In this study, we identified 55 SNPs in a regular dynamic pattern with the epidemic waves. These SNPs were classified into six types according to their frequency as the waves changed. Two types of SNP that were detected only in wave 3 (428, 585, 273, 666, 407, 556, 1187) or wave 5 (441, 378, 867, 63, 204, 1557, 957, 1456, 1065, 150, 172) made a great contribution to the divergence of lineages in those two waves. The SNPs that were unique to wave 3 brought about a lineage alteration from waves 1 and 2 to waves 4 and 5, while the unique SNPs in wave 5 may reflect the future direction of mutation in H7N9. The other four types of SNP were distributed in more than two waves in different proportions. For example, the fraction of A1413G increased from wave 1 to wave 5, demonstrating the dynamic changes among waves. To summarize, the SNPs we identified not only characterized the five waves of H7N9 but also revealed their dynamic features.

The 14 amino acid sites with high mutation frequency were quite interesting. Eight of the sites were identified in a previous study [10], whereas those at positions 486, 245, 430, 310, 321, and 65 were not among the previously known mutations. A143V and R148K attracted our attention because they are located in a key region of the RBS of the HA gene.
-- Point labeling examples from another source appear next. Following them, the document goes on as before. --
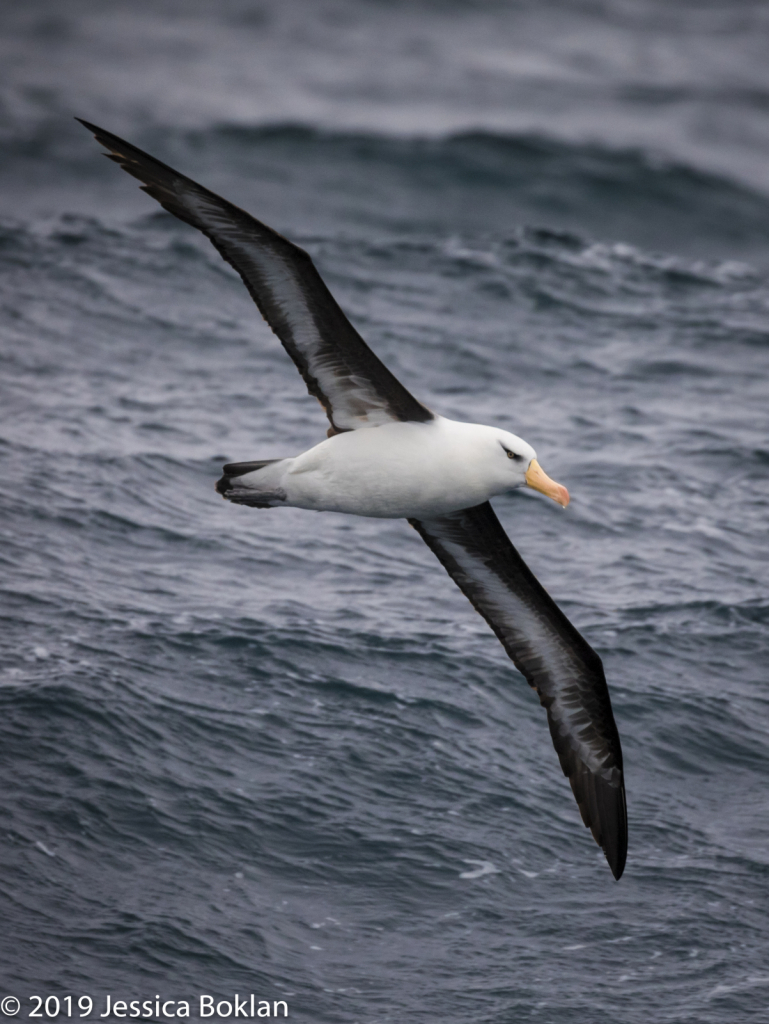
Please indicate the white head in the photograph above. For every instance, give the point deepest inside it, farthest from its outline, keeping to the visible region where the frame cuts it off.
(514, 463)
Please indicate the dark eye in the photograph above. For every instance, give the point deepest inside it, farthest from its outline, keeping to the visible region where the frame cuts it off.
(512, 455)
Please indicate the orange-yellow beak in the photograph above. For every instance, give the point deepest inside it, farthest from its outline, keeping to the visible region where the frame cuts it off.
(539, 479)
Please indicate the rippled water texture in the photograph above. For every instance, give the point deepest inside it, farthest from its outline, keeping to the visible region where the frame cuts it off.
(278, 752)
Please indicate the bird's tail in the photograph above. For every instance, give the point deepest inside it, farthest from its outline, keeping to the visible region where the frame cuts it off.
(252, 483)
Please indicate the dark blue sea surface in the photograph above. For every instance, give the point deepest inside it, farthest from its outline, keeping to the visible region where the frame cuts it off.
(276, 752)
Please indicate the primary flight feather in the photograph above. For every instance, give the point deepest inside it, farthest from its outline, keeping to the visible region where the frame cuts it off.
(388, 456)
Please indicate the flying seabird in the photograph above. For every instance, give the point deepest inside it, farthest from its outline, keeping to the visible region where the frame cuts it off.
(388, 456)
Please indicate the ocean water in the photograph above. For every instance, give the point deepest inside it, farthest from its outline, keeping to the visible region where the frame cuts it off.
(278, 753)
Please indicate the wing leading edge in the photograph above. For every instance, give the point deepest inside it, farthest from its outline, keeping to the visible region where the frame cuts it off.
(351, 383)
(552, 655)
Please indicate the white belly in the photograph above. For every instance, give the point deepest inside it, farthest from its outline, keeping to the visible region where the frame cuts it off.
(397, 470)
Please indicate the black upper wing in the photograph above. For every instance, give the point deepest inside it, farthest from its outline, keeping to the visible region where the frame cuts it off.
(556, 660)
(339, 369)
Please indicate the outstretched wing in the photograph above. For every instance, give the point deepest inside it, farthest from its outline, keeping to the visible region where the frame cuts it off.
(556, 660)
(339, 369)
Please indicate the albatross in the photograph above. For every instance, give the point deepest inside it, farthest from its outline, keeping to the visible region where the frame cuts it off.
(388, 456)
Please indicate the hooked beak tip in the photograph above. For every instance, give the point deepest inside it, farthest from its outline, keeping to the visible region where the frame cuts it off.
(539, 480)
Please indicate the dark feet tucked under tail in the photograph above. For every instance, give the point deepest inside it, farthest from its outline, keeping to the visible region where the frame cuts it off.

Ning et al. analyzed the median infectious dose (ID50) of several variants, including 11 of the 14 variants detected in this study, and found that strains containing the mutations A143V and R148K displayed a fourfold lower median susceptibility to neutralization by an antiserum against influenza virus strain A/Anhui/1/2013 in 2018 [10], suggesting that these two mutations significantly influenced immunogenicity. In this study, these two key mutations first emerged in wave 3, initially present in a small fraction of isolates, but soon becoming dominant in waves 4 and 5 with a frequency of 100% and 98%, respectively. This suggests that the fifth or even subsequent epidemic waves of the H7N9 virus may challenge the effectiveness of the vaccine designed for A/Anhui/2013 if H7N9 continues to cause outbreaks in the future.

It is worth mentioning that A310T, D486N, and V430M, which were not identified by Ning et al., were all found in wave 5. A310T and D486N distinguished two subgroups of wave 5, indicating that they may also contribute to the lineage divergence of wave 5. V430M was the only mutation with high frequency in the W5-2 subgroup, implying that viruses based on this lineage may emerge in the future if H7N9 continues to cause outbreaks after wave 5. Therefore, it may be necessary to study the influence of A310T, D486N, and V430M on the immunogenicity of the virus in future.

In summary, in this study, we investigated the molecular characteristics of five waves of H7N9 viruses that occurred in Zhejiang during 2013–2017 and found that the mutation and evolution of H7N9 were in line with the temporality of the waves. Wave 3 played an important role in the outbreak of waves 4 and 5. We identified some characteristic SNPs that changed dynamically with the waves. In addition, among the 14 amino acid mutations with high frequency detected in the five waves, two amino acid mutations, A143V and R148K in the 130-loop and 140-loop, respectively, of the HA RBS region, were the dominant subtypes of wave 5. Previous studies have shown that these mutations may significantly reduce the sensitivity of the virus to neutralizing serum [10]. These 14 amino acid mutations, reflecting the evolutionary direction of the five waves of H7N9, may indeed affect the future evolutionary direction of H7N9 if the virus continues to cause outbreaks. Therefore, these mutations deserve special attention.